In any manner, there is no analytical solution as soon as $n>5$. If $n\leq 5$, reduce to same denominator to face a polynomial of degree $n-1$. For $n>5$, only numerical methods can solve the problem.
We can rewrite the equation as $$f(w)=\sum_{i=1}^n \frac 1{w-a_i}=0 \qquad \text{where} \qquad a_i=\frac{y_i}{y_i-x_i}\tag 1$$
Because of the asymptotes, there are $(n-1)$ solutions.
This is a quite difficult problem I have been working for many years.
It is a particular case of the so-called Underwood equation which appear in chemical engineering where it uses to write $$\sum_{i=1}^n \frac{\alpha_i\, z_i}{ \theta-\alpha_i}=1-q$$
Our most recent work was published in $2014$ in this paper (you can also find it here) where we proposed rapid and robust solution methods using convex transformations. Beside, and this is a key point, for any root, we proposed simple and efficient starting guesses which,typically, make that very few iterations are required (this is illustrated in the first figure showing that the starting guess is almost the solution).
Example
Let us consider the case of equation $(1)$ in which the $a_i$ has been sorted (take care : all of them must be different; otherwise, it is adifferent problem for which I have the solution). So, we have one root in each interval $(a_k,a_{k+1})$ and this is the one we shall look for. The derivatives being all negative, in each interval $f(w)$ is a decreasing function with $f(a_k+\epsilon) \to +\infty$ and $f(a_{k+1}-\epsilon) \to -\infty$.

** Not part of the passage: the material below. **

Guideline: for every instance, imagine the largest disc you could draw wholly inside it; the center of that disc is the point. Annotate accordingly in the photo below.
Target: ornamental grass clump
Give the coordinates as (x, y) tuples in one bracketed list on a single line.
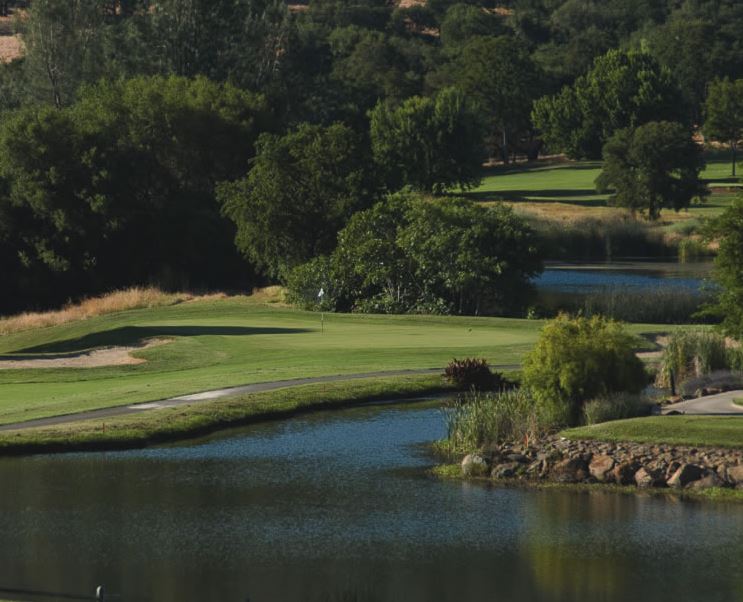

Now, the trick : instead of considering function $f(w)$, we shall consider function $$g(w)=(w-a_k)(w-a_{k+1})f(w)$$ that is to say $$g(w)=(w-a_k)(w-a_{k+1})\sum_{i=1}^{k-1} \frac 1{w-a_i}+$$ $$(w-a_{k+1})+(w-a_{k})+$$ $$(w-a_k)(x-a_{k+1})\sum_{i=k+2}^{n} \frac 1{w-a_i}$$ This removes the two asymptotes between which is the solution we look for. Now, notice that $$g(a_k)=a_k-a_{k+1} \qquad \text{and}\qquad g(a_{k+1})=a_{k+1}-a_k$$ Drawing a straight line between these two points, we can generate an estimate $w_0=\frac{a_k+a_{k+1}}2$ which could be a good starting point for Newton method.
For an easy example, take $n=10$ and let the $a_i$'s be the square root of the $n$ first prime numbers and we shall search for the solution between $\sqrt 7$ and $\sqrt {11}$. Our starting point will be $w_0=\frac {\sqrt 7+\sqrt {11}}2$; below are reproduce Newton iterates $$\left( \begin{array}{cc} n & w_n \\ 0 & 2.981188051 \\ 1 & 2.925520713 \\ 2 & 2.926397375 \\ 3 & 2.926397421 \end{array} \right)$$
As said, this looks simple; however we must take care that, inside the search interval, $g(w)$ uses to go through a maximum value (in the worked example, at $w=3.27248$ and this is not good for Newton method.
So, what I strongly recommend is to use in the searched interval a combination of bisection and Newton-Raphson steps. You can use for example subroutine rtsafe from "Numerical Recipes" (the code is here). It is simple and robust and for this type of problem, very few bisections steps are required. You even do not need to specify the starting point.